The Bombay High Court on Friday suggested that the Maharashtra government consider creating a special cell of well-trained police officers to deal with registering FIRs against doctors over complaints of medical negligence.
A bench of Chief Justice Dipankar Datta and Justice G S Kulkarni also said the state must make police officers aware of the existing law and Supreme Court rulings about registering offences against medical practitioners, following complaints by friends or relatives of patients.
The court was hearing a bunch of public interest litigations (PILs) on management of resources related to COVID-19, and another on rising instances of attacks on doctors by patients’ relatives.
On Thursday, advocate Rajesh Inamdar, counsel for one of the petitioners, had informed the court that several doctors working in COVID-19 wards had been receiving notices from the police following complaints by relatives of patients who were unhappy with the treatment, or in cases where patients had succumbed to the disease.
Mr Inamdar was referring to the protocol issued last year by the Maharashtra government that keeps getting revised from time to time and deals with the drugs and line of treatment that must be provided to COVID-19 patients.

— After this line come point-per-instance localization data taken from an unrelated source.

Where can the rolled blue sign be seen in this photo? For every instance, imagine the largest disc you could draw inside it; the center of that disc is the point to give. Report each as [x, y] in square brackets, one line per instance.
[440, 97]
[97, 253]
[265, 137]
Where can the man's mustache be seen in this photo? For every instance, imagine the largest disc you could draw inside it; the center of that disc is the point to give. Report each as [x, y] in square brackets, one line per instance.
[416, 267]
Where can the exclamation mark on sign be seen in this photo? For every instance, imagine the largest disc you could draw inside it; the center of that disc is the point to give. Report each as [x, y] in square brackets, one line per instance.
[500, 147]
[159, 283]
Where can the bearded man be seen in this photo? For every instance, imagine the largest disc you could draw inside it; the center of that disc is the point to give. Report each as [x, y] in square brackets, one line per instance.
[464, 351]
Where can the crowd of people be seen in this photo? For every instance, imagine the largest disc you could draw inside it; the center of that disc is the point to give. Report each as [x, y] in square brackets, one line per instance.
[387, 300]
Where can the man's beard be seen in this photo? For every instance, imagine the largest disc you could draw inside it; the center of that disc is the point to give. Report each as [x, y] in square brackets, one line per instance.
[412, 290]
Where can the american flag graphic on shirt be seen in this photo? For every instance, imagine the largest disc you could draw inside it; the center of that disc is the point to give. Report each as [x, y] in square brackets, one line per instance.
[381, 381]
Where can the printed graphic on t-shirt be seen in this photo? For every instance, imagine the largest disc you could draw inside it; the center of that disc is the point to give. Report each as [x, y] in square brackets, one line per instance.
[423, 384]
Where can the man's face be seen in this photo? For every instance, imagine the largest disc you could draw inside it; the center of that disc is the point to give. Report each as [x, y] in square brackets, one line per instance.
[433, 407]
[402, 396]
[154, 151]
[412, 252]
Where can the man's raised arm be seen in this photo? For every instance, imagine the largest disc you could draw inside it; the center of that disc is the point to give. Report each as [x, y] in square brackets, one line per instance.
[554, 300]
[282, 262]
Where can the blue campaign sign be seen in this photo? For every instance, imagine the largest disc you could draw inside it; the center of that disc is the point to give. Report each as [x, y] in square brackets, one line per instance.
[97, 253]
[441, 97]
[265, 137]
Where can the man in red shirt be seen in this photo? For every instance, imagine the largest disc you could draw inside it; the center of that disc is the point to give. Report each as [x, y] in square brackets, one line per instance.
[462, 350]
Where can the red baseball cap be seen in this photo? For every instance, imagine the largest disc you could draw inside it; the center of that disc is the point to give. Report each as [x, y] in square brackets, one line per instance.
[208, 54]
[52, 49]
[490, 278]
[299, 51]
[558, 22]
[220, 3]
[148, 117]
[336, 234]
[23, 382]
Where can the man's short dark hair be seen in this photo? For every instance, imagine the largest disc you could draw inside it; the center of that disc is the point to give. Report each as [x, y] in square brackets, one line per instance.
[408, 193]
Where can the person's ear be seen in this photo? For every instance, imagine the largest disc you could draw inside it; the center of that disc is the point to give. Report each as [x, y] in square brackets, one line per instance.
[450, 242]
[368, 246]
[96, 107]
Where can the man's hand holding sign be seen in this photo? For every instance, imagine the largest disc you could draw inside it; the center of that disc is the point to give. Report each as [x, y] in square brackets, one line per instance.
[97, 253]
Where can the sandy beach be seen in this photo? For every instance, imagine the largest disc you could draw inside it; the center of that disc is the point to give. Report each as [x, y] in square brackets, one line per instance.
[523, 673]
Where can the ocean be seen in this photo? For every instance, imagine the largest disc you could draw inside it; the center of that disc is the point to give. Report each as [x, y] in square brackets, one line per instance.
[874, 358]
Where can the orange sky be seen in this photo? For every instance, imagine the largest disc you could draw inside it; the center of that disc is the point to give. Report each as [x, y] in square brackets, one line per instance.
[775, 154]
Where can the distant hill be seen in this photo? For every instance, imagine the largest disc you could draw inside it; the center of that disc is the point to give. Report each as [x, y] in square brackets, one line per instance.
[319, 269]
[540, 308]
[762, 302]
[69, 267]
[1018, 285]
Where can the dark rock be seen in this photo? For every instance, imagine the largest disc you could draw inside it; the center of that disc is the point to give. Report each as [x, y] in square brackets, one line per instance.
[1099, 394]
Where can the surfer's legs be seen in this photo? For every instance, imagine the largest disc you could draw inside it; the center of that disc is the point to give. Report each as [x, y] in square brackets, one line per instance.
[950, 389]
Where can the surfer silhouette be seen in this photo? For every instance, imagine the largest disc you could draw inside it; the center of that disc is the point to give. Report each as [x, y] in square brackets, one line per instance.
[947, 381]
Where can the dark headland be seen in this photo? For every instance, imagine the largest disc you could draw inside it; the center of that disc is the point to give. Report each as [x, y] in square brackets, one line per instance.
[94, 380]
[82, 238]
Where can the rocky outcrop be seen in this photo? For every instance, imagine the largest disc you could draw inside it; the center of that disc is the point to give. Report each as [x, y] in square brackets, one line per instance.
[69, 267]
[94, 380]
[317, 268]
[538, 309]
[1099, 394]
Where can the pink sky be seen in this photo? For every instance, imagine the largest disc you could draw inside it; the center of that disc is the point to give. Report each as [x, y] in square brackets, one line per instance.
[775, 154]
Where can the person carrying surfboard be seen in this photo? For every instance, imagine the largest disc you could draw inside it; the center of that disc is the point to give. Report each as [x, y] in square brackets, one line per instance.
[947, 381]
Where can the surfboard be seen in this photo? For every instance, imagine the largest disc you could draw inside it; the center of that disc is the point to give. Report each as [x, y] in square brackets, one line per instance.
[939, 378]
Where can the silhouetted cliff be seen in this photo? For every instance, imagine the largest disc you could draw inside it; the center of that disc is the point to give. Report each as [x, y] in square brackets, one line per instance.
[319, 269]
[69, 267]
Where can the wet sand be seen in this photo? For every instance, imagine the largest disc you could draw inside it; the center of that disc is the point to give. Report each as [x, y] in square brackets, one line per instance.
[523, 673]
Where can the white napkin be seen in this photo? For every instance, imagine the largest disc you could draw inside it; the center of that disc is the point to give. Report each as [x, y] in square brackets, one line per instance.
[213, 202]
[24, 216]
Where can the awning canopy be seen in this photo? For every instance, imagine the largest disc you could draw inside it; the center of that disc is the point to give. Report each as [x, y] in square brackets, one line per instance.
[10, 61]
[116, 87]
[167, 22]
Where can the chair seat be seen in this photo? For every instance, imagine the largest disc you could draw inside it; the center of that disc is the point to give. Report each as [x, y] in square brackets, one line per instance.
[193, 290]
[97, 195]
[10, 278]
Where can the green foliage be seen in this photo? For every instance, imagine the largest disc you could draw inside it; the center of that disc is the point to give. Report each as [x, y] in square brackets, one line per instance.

A doctor representing the Indian Medical Association (IMA), who was also present for the hearing via video-conferencing, then told the court that “doctors were being attacked unnecessarily”.
He said that while doctors stuck to the protocol as much as possible, the administration of a particular drug or a certain dose, depended on the condition of the patient, his or her comorbidities, response to the line of treatment etc.
The doctor further said sometimes medical practitioners had to prescribe alternate drugs due to unavailability of those mentioned in the protocol.
The High Court had said at the time that doctors, already overworked due to the pandemic, must not have to face such harassment, or spend anytime giving explanations to the police. It had directed the Maharashtra Advocate General (AG) for assistance on the existing laws on the issue.
On Friday, the AG submitted a slew of previous Supreme Court judgements to show that the police must not unthinkingly register an offence unless there existed an apparent or reasonable case of negligence.
The court then said the police must be trained to ascertain which cases required an immediate registration of offence.
“You (state) must make your police officers aware of the law and the Supreme Court rulings on the issue. There can be a cell consisting of police officers who are well adapted to handle these situations. It will not go to any ABC police officer. All complaints on medical negligence will go to well-trained officers,” the bench said.
“The position today is that the police must be a little cautious. It should not act immediately unless he or she takes a medical opinion that there is a genuine case of medical negligence. Otherwise, a doctor will not be mentally free while working,” the court noted.
The court directed the state to take a decision and place it before the High Court by June 16, following which it will pass an order.